Логическую дискуссию с представителями спиритуальной герменевтики осложняет обстоятельство, что, с одной стороны, они с апологетическими намерениями включают себя в языковую игру, подразумевающую обоснованную рациональность, а с другой стороны, обосновывают притязание на абсолютную ценность Писания при помощи круговой аргументации, которая, согласно критериям той же самой рациональности, не обладает никакой доказательной силой. Библия и авторитет Святого Духа удостоверяют друг друга без привлечения какой-то внешней инстанции. То есть о Святом Духе и Его авторитете протестанты знают из текста Писания, авторитетность слов которого обосновывается действием Святого Духа. Согласно критериям современной логики, такая схема аргументирования считается уязвимой для критики35. В связи с этим вопрос о соответствии спиритуальных подходов постмодернистскому научному дискурсу видится, на первый взгляд, праздным. Если спиритуально ориентированная герменевтика и исторические науки оказались несовместимыми величинами, не будет ли столь же неудачной попытка соединения такой герменевтики с перспективой «постмодернистской» парадигмы? Однако в действительности представители консервативных течений протестантизма в настоящее время зачастую констатируют необходимость включения традиционных теологических и связанных с ними миссионерских подходов с тенденциями постмодерна. Речь, в первую очередь, идет о мыслителях из США. Некоторые исследователи предлагают ввести жесткое разграничение между терминами «фундаменталист» и «евангелик»36. Фундаменталисты — это те, кто представляет консервативное протестантское течение начала XX века и имеет своей характерной особенностью буквальное понимание текста Библии. В 1920, 1930 и 1940-е годы фундаменталисты были ясно различаемыми в пределах культуры США и западной Европы.

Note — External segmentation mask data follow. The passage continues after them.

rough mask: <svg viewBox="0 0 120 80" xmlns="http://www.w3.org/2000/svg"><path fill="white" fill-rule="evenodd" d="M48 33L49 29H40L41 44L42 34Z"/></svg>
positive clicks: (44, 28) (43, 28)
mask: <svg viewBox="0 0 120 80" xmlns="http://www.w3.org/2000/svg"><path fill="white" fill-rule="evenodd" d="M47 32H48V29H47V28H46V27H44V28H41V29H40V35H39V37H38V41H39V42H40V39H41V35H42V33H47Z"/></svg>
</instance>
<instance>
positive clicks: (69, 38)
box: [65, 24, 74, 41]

Зачастую они использовали доктрину для того, чтобы определить свои собственные культурные границы и демаркировать истинно верующих от неверующих. Фундаменталисты исповедовали учение о вербальной инспирации Писания и заместительной смерти Христа на кресте. Эти верования страховали и поддерживали такие учения, роль которых, как кажется, заключалась в том, чтобы отсекать нехристианскую культуру от христианской ортодоксии37. Однако уже в 1950-е положение дел стало меняться. В это время появляются так называемые «новые доктрины евангельской церкви», в которых было заложено стремление к преодолению психологической изоляции через признание и принятие «светских» ценностных установок38. Начиная с 1970-х и по сегодняшний день, в протестантских церквях северной Америки и западной Европы доктрины все больше и больше смещались из центра к периферии. Между общественным и частным образовался четкий зазор, так что большинство протестантов были вынуждены приватизировать свой религиозный опыт. Смещение от акцента на «доктрину» к акценту на «жизнь», от богословия к духовности, также стало весьма очевидным, помещая евангеликов в неловкую для них близость к либералам, которых они традиционно остро критиковали39. Новая «духовность» оказалась отделенной от когнитивной основы, которой ранее служили религиозные догматы. Прежняя негибкость доктрины сменилась теологической неопределенностью, или, используя слова консервативных протестантских теологов, «ущербным богословием поклонения»40 и «извращенным позитивным Евангелием»41. Евангелики сегодня чаще всего полагают, что Бог может эффективно действовать только в пределах узкого пространства внутреннего опыта; они потеряли интерес (или, возможно, далее не могут поддерживать интерес) к некогда значимым для христиан вероучительным положениям, таким, как учение о творении, общей благодати и провидении. Это относится и к тем доктринам, которые ясно истолковывают смерть Христа как оправдание, искупление и примирение. «Для них, по выражению Д. Веллса, достаточно того, чтобы
просто знать, что Христос так или иначе умер за людей»42. Евангелики, реанимируя пиетизм, следуют, например, за Чарльзом Грэндисоном Финнейем (1792-1875), отцом Второго Великого Пробуждения. В этом движении мало интереса проявлялось к доктринальным тонкостям, и больший акцент делался на личном благочестии и общественной пользе. Итак, в настоящее время евангелик — это тот, кто свободно обращается к христианам любых деноминаций, считающим, что Библия обладает авторитетом (необязательно буквальным) и что спасение даруется через Христа.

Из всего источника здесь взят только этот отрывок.